Vapor condensation on solid surfaces plays a crucial role across a wide range of industrial applications, including self-cleaning, defrosting and anti-icing surfaces. Recent advances of nanotechnology have made possible the manipulation of the condensation process through the control of surface structures. Inherently water-repellent surfaces can be made much more water repellent by patterning them with micro- or nanoscale structures.
A team led by Prof REN Weiqing from the Department of Mathematics in NUS has systematically analyzed how microstructures on a hydrophobic surface affect the condensation of water vapor. To do this, they used a powerful computational technique known as the string method. The string method was developed in their previous work for the study of complex energy landscapes and barrier-crossing events.
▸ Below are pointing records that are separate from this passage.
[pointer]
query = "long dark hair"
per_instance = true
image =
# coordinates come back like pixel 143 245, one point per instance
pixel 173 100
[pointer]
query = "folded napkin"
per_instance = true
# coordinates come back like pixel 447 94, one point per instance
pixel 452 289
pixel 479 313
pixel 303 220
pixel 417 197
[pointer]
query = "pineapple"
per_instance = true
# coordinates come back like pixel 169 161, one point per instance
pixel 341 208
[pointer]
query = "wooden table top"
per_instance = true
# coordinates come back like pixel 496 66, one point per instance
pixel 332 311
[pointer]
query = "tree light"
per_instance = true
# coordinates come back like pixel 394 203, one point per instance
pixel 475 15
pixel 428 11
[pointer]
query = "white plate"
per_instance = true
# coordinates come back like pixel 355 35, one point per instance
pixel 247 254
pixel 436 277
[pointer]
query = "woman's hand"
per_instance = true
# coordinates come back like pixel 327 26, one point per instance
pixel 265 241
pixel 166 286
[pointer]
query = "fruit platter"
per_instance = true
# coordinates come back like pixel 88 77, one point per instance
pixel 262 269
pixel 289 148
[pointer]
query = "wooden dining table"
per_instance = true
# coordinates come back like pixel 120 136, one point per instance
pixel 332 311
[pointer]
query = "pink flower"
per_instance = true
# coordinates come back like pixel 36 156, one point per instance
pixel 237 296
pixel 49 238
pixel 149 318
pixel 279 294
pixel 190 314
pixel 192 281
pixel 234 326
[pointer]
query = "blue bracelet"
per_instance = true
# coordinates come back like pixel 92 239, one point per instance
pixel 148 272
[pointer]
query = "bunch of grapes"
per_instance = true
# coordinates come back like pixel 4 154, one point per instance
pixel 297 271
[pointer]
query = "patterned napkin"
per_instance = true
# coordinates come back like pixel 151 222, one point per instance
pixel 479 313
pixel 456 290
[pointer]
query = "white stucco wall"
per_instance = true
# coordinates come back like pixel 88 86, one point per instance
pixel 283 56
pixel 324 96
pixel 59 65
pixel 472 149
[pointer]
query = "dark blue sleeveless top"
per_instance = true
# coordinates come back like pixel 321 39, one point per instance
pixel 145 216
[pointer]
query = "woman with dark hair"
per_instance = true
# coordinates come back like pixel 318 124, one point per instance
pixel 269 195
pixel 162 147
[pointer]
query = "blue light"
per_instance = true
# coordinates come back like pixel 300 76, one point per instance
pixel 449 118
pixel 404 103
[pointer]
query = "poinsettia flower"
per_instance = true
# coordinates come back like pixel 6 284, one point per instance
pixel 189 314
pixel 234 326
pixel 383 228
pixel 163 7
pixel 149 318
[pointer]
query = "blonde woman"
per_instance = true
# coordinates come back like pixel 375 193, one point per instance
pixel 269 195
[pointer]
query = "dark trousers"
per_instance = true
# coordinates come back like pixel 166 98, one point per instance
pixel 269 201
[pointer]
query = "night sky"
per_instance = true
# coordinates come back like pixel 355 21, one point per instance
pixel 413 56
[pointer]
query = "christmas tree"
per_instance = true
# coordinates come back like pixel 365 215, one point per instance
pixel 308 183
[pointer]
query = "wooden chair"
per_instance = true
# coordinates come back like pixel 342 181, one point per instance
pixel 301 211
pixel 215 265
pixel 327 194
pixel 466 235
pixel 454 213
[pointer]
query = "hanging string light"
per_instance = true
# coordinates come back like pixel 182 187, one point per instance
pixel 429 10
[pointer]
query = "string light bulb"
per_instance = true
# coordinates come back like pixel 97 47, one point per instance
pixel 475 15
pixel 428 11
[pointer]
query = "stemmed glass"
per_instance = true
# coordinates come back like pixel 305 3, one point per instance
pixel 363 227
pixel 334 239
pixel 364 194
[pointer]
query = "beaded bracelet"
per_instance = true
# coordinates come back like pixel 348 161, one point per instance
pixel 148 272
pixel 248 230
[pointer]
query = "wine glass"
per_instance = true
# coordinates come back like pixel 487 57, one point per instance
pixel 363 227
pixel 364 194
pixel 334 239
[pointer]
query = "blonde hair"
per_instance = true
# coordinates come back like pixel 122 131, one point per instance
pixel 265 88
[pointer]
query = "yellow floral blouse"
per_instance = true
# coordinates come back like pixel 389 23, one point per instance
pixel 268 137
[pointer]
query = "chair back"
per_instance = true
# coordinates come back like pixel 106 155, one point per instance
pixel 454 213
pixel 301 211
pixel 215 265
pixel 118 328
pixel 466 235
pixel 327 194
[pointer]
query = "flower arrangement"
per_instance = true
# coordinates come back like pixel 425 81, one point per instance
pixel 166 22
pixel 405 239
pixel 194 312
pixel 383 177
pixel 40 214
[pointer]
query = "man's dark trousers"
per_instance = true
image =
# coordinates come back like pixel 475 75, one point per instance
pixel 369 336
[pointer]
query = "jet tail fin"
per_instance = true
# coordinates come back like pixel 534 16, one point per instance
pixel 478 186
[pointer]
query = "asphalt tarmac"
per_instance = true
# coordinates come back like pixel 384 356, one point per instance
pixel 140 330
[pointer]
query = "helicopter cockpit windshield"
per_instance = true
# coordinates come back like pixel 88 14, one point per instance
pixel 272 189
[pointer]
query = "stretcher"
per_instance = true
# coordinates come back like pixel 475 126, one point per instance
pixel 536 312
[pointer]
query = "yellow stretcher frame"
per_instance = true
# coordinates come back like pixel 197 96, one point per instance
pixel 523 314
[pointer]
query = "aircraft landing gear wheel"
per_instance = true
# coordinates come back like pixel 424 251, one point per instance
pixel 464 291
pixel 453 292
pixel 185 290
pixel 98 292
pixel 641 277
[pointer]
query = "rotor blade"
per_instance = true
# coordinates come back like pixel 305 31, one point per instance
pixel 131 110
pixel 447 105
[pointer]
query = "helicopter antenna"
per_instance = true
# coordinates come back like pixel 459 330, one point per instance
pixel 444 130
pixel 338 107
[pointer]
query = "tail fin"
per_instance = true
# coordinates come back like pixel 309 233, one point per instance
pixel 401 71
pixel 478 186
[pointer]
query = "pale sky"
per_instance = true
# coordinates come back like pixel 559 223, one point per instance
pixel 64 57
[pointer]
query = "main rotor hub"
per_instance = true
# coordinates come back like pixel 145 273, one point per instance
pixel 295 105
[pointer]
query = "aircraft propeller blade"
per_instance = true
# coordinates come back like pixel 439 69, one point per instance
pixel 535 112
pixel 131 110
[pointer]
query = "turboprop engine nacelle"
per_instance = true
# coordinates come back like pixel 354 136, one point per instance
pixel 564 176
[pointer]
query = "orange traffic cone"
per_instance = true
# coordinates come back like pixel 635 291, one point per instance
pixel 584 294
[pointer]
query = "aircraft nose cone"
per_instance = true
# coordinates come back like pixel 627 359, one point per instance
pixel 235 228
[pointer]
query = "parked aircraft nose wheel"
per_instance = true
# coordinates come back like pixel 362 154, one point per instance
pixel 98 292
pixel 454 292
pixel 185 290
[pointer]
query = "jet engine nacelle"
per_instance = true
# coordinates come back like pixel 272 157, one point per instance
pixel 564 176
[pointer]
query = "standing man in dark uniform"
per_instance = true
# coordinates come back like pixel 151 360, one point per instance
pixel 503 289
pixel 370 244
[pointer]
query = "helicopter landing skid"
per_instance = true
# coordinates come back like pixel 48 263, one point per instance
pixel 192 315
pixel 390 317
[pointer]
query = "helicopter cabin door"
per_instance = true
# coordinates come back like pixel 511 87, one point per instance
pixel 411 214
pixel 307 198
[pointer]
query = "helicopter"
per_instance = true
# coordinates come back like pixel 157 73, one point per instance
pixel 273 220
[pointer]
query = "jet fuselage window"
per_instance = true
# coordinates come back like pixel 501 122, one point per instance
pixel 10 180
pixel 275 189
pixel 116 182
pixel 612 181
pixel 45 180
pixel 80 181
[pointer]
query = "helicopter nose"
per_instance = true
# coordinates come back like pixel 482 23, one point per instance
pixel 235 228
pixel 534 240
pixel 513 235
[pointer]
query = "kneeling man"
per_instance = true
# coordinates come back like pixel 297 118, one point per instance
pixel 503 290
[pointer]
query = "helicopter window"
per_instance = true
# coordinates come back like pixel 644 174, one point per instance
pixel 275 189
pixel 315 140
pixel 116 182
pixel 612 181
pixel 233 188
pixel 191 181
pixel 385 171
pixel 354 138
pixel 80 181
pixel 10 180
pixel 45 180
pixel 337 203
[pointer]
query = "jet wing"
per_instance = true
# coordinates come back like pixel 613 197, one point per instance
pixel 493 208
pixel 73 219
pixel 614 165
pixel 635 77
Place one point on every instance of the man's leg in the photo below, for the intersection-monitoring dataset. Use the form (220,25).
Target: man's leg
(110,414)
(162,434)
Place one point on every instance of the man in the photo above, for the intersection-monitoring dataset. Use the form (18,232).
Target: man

They used the string method to investigate the effect of parameters such as the topography, the surface chemistry and the supersaturation on the condensation process. The critical nuclei and the activation barriers were computed. Two generic nucleation scenarios were obtained from the computation – one prefers the suspended state whereas the other prefers the impaled state (see Figure). By generating a phase diagram, the authors were able to determine the critical values of the geometrical parameters at which the configuration of the critical nucleus changes from the suspended state to the impaled state. These results provide insights into the effect of surface structure on condensation and a quantitative basis for designing surfaces optimized to either inhibit or enhance condensation in engineered systems.
A phase diagram of the critical nucleus on the plane of the supersaturation and the inter-pillar spacing. [Image credit: Ren WQ]
Li Y, Ren W. “Numerical study of vapor condensation on patterned hydrophobic surfaces using the string method.” Langmuir 30 (2014) 9567.